On that note, Upstart is a great example of a company using artificial intelligence to solve real-world problems. Specifically, its platform aims to make loans more accessible for consumers and less risky for lenders. Whereas traditional credit models consider between eight and 30 variables to determine who qualifies for credit, Upstart captures over 1,600 data points per borrower, and measures those data points against repayment events. That means Upstart’s AI models get smarter each time someone makes or misses a payment.
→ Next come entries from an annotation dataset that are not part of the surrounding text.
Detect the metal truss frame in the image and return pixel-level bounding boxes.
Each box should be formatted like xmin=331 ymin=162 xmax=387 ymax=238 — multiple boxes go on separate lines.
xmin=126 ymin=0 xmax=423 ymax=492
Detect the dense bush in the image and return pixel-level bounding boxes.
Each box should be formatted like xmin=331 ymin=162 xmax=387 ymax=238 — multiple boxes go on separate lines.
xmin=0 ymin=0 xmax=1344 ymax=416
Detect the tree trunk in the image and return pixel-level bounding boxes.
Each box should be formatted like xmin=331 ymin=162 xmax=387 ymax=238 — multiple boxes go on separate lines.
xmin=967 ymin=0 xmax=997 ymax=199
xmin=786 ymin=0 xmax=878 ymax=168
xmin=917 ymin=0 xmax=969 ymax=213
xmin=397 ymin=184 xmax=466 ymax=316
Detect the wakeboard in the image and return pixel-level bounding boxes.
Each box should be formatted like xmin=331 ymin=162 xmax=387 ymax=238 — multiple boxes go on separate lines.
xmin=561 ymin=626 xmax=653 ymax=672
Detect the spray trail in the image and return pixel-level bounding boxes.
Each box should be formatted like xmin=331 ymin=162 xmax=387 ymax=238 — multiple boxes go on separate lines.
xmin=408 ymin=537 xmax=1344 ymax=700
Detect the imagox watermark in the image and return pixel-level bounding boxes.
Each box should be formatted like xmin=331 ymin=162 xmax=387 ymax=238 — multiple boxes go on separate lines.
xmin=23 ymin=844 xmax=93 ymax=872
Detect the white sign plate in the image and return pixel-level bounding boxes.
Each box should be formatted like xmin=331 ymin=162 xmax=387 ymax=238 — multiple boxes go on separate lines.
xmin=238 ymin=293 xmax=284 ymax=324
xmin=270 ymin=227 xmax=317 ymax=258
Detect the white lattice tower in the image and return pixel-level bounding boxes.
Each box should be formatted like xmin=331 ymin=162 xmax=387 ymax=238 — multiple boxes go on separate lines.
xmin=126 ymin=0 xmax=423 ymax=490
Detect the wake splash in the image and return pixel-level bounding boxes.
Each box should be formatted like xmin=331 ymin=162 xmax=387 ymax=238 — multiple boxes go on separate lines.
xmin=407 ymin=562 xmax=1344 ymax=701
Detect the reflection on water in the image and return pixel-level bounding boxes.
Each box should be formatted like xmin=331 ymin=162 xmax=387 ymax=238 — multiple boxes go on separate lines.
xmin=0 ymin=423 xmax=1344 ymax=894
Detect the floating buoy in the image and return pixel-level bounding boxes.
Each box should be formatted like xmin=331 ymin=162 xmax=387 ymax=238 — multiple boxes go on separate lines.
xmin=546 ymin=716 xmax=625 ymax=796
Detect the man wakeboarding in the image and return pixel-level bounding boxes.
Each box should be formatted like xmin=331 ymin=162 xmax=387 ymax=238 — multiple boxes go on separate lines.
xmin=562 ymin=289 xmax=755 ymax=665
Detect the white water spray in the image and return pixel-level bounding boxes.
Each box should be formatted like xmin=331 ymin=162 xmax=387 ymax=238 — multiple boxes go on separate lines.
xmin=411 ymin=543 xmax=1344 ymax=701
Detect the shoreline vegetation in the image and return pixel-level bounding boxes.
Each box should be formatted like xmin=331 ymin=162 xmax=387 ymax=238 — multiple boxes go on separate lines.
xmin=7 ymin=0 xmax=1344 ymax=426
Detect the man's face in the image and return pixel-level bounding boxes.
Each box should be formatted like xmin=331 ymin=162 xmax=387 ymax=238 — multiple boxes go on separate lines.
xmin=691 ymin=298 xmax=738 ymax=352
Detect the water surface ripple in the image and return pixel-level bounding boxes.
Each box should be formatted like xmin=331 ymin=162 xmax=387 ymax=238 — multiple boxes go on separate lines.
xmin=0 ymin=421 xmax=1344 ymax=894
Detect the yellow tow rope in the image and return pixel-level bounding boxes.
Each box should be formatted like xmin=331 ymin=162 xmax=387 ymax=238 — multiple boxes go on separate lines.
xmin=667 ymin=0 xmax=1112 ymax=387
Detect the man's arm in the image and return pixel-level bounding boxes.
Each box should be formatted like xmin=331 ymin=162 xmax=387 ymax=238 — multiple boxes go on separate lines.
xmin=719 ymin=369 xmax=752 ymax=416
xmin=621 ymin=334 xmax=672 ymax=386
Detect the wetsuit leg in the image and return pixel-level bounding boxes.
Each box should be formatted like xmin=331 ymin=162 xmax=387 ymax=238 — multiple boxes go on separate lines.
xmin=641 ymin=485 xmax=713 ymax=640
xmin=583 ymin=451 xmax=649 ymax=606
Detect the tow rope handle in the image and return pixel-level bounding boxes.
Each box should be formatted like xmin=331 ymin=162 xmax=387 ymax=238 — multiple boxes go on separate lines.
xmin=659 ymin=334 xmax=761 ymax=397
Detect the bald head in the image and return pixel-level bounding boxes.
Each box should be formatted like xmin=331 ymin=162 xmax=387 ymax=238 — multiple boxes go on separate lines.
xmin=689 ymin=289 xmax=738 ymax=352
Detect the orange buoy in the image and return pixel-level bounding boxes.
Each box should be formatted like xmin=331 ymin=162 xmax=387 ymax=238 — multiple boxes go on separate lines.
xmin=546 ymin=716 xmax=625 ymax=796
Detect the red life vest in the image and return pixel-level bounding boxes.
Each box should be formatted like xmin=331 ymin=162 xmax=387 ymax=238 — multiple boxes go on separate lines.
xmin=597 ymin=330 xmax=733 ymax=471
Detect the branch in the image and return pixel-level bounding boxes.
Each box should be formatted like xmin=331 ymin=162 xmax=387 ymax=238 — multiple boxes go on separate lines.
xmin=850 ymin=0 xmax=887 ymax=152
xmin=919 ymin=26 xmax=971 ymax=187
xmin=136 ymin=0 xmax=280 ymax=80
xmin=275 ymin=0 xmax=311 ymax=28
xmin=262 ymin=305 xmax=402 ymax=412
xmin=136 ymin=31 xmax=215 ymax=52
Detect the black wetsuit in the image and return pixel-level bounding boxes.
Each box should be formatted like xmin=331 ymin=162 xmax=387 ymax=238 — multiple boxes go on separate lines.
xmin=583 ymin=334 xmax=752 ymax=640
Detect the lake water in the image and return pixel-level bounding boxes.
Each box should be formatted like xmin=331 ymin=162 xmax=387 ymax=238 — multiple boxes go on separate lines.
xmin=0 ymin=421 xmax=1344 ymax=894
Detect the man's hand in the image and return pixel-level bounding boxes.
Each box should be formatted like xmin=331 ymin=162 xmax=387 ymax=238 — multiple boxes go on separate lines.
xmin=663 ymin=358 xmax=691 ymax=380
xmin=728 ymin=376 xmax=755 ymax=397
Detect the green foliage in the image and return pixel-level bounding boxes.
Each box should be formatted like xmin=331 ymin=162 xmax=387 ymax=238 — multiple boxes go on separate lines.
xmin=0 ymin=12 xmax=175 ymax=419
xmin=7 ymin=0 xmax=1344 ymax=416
More importantly, Upstart’s decisioning technology considers more data, which theoretically allows it to quantify risk more precisely. In fact, internal studies have shown that Upstart’s AI models can reduce a bank’s default rate by 75% while holding the approval rate constant. Alternatively, its platform can boost the approval rate by 173% while holding the loss rate constant.
Not surprisingly, Upstart has seen strong demand from banking partners. Over the past year, its client base tripled, and the company made significant headway in the auto lending industry. As a result, transaction volume surged 244% to $3.1 billion in the third quarter, and revenue soared 250% to $228 million. Even more impressive, despite being a young fintech company, Upstart is profitable according to generally accepted accounting principles (GAAP).
Going forward, I think Upstart can maintain that momentum. Over the last 12 months, its technology powered $8.9 billion in loans. But management puts its total addressable market at $753 billion, and that figure could get even bigger if Upstart expands into new industries — for instance, mortgage loan originations total $4.5 trillion each year.
More importantly, Upstart’s AI models appear to give the company a significant advantage. Assuming that holds up in the years ahead, I think shareholders could see 10x returns over the next decade.